The second stage takes each selected candidate mask, extracts the bounding box crop from the original image, and encodes it independently. This produces a more accurate embedding:

1. The cropped patch is resized to the model's native resolution, giving the object more pixels and detail
2. The encoding focuses entirely on the object without background interference from pooling
3. Spatial information is better preserved compared to averaging over irregular mask shapes

### Why Two Stages?

The coarse stage acts as a fast filter to eliminate obviously non-matching regions. Without it, every detected mask would require a separate forward pass through the encoder, which is expensive - with possibly dozen of masks generated, this would significantly slow down the process for rich scenes.

The fine stage provides the accuracy needed for reliable matching.
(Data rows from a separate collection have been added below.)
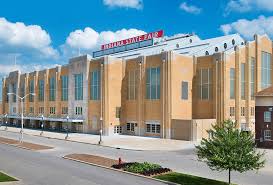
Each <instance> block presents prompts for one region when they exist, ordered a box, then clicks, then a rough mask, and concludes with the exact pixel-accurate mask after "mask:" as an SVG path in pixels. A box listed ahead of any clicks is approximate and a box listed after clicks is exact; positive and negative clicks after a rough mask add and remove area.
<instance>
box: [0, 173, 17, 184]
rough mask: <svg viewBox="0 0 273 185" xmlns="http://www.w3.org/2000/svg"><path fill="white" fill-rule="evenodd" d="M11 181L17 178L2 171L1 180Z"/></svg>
mask: <svg viewBox="0 0 273 185" xmlns="http://www.w3.org/2000/svg"><path fill="white" fill-rule="evenodd" d="M10 181H17V179H15V178H13V177H10V176H8V175H6V174H4V173H2V172H0V182H10Z"/></svg>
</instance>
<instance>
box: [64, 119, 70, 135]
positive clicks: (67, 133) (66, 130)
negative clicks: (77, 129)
mask: <svg viewBox="0 0 273 185" xmlns="http://www.w3.org/2000/svg"><path fill="white" fill-rule="evenodd" d="M68 121H69V116H66V136H65V139H68Z"/></svg>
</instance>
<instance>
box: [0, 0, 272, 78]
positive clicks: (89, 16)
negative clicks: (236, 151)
mask: <svg viewBox="0 0 273 185" xmlns="http://www.w3.org/2000/svg"><path fill="white" fill-rule="evenodd" d="M272 14H273V1H272V0H77V1H74V0H70V1H57V0H55V1H54V0H47V1H37V0H28V1H22V0H9V1H2V2H1V6H0V76H4V75H6V74H8V72H10V71H12V70H15V69H20V70H21V71H22V72H28V71H31V70H39V69H41V68H46V67H52V66H54V65H56V64H64V63H67V59H68V58H69V57H71V56H75V55H77V53H78V49H80V50H81V53H91V52H92V51H94V50H96V49H97V48H98V47H99V45H100V44H103V43H107V42H112V41H115V40H120V39H123V38H126V37H131V36H134V35H139V34H142V33H144V32H152V31H156V30H159V29H163V30H164V31H165V35H168V36H172V35H174V34H178V33H193V32H194V33H196V34H197V35H199V36H200V37H201V38H203V39H205V38H211V37H217V36H222V35H224V34H231V33H239V34H241V35H242V36H243V37H244V38H245V39H247V40H250V39H252V37H253V35H254V34H255V33H259V34H264V33H266V34H268V35H269V36H270V37H271V38H272V37H273V17H272ZM15 56H16V61H17V64H16V66H15V65H14V58H15Z"/></svg>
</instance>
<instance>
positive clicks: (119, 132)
mask: <svg viewBox="0 0 273 185" xmlns="http://www.w3.org/2000/svg"><path fill="white" fill-rule="evenodd" d="M121 133H122V127H121V126H119V125H116V126H114V134H121Z"/></svg>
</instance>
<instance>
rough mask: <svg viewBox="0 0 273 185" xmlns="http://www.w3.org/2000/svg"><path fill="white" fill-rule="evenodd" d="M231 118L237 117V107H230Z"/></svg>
mask: <svg viewBox="0 0 273 185" xmlns="http://www.w3.org/2000/svg"><path fill="white" fill-rule="evenodd" d="M229 116H231V117H233V116H235V107H229Z"/></svg>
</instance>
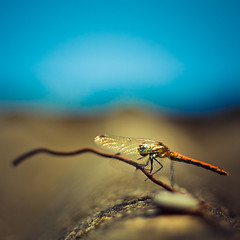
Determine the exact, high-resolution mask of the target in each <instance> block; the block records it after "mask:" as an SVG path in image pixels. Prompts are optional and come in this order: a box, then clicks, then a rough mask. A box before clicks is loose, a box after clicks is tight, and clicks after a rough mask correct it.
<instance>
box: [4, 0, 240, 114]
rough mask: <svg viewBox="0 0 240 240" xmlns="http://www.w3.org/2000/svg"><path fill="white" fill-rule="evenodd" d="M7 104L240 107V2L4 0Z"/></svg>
mask: <svg viewBox="0 0 240 240" xmlns="http://www.w3.org/2000/svg"><path fill="white" fill-rule="evenodd" d="M0 5H1V7H0V30H1V38H0V46H1V54H0V105H5V106H8V105H9V106H27V105H28V104H30V105H31V106H36V107H37V106H41V107H46V108H47V107H49V106H53V108H57V109H70V110H71V109H72V110H73V111H78V110H80V111H81V110H86V109H87V110H90V111H91V110H92V111H93V110H95V109H97V108H98V107H101V106H107V105H108V104H114V103H122V104H127V103H136V104H138V105H141V103H142V102H149V103H152V104H154V105H157V106H159V107H163V108H165V109H170V110H171V111H180V112H190V113H192V112H193V113H196V112H208V111H214V110H219V109H223V108H228V107H234V106H237V105H239V104H240V94H239V92H240V47H239V43H240V14H239V12H240V2H239V1H237V0H236V1H233V0H229V1H227V0H225V1H221V0H218V1H215V0H214V1H213V0H208V1H205V0H202V1H194V0H189V1H177V0H175V1H173V0H172V1H171V0H168V1H167V0H166V1H160V0H159V1H124V0H122V1H117V0H116V1H104V0H101V1H100V0H99V1H91V0H81V1H79V0H78V1H77V0H76V1H44V0H43V1H1V3H0Z"/></svg>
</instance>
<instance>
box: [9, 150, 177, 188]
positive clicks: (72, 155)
mask: <svg viewBox="0 0 240 240" xmlns="http://www.w3.org/2000/svg"><path fill="white" fill-rule="evenodd" d="M85 152H91V153H95V154H97V155H100V156H102V157H106V158H114V159H117V160H120V161H122V162H125V163H127V164H130V165H132V166H134V167H135V168H137V169H139V170H141V171H142V172H143V173H144V174H145V175H146V176H147V177H148V178H149V179H150V180H151V181H152V182H154V183H156V184H157V185H159V186H161V187H163V188H164V189H166V190H167V191H170V192H177V191H176V190H175V189H174V188H172V187H170V186H168V185H167V184H166V183H164V182H162V181H160V180H158V179H156V178H155V177H154V176H152V175H151V173H150V172H149V171H148V170H147V169H146V168H145V167H143V166H142V165H141V164H138V163H136V162H134V161H132V160H130V159H128V158H126V157H123V156H120V155H119V154H109V153H104V152H101V151H99V150H97V149H94V148H82V149H79V150H76V151H71V152H62V151H54V150H51V149H48V148H37V149H33V150H31V151H29V152H26V153H24V154H22V155H21V156H19V157H18V158H16V159H15V160H14V161H13V162H12V163H13V165H14V166H17V165H19V164H20V163H22V162H23V161H24V160H25V159H27V158H29V157H31V156H33V155H36V154H38V153H47V154H51V155H56V156H74V155H78V154H81V153H85Z"/></svg>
Pooled dense features can miss details or be contaminated by background pixels that fall within the mask but don't belong to the object.

Together the stages achieve both speed (single dense encoding + K patch encodings) and accuracy (dedicated high-resolution encoding of important regions for final candidates).

For the concrete implementations provided, we use DINOv2 as the feature encoder and FastSAM as the mask generator - the latter's good performance is crucial to ensure high-quality region proposals for effective matching. I recommend using the "x" variant for best results.

### Components

| Component | Role |
|-----------|------|
| `FeatureEncoder` | Extracts semantic features |
| `MaskGenerator` | Generates instance segmentation masks for all objects |
| `MaskPooler` | Pools dense features within mask regions |
| `MaskSelector` | Selects top mask candidates |
| `EmbeddingRepository` | Stores reference image embeddings |
| `ZeroShotObjectMatcher` | Orchestrates the full pipeline |

The modular design allows swapping different encoders, mask generators, or pooling/selection strategies as needed.

## License

MIT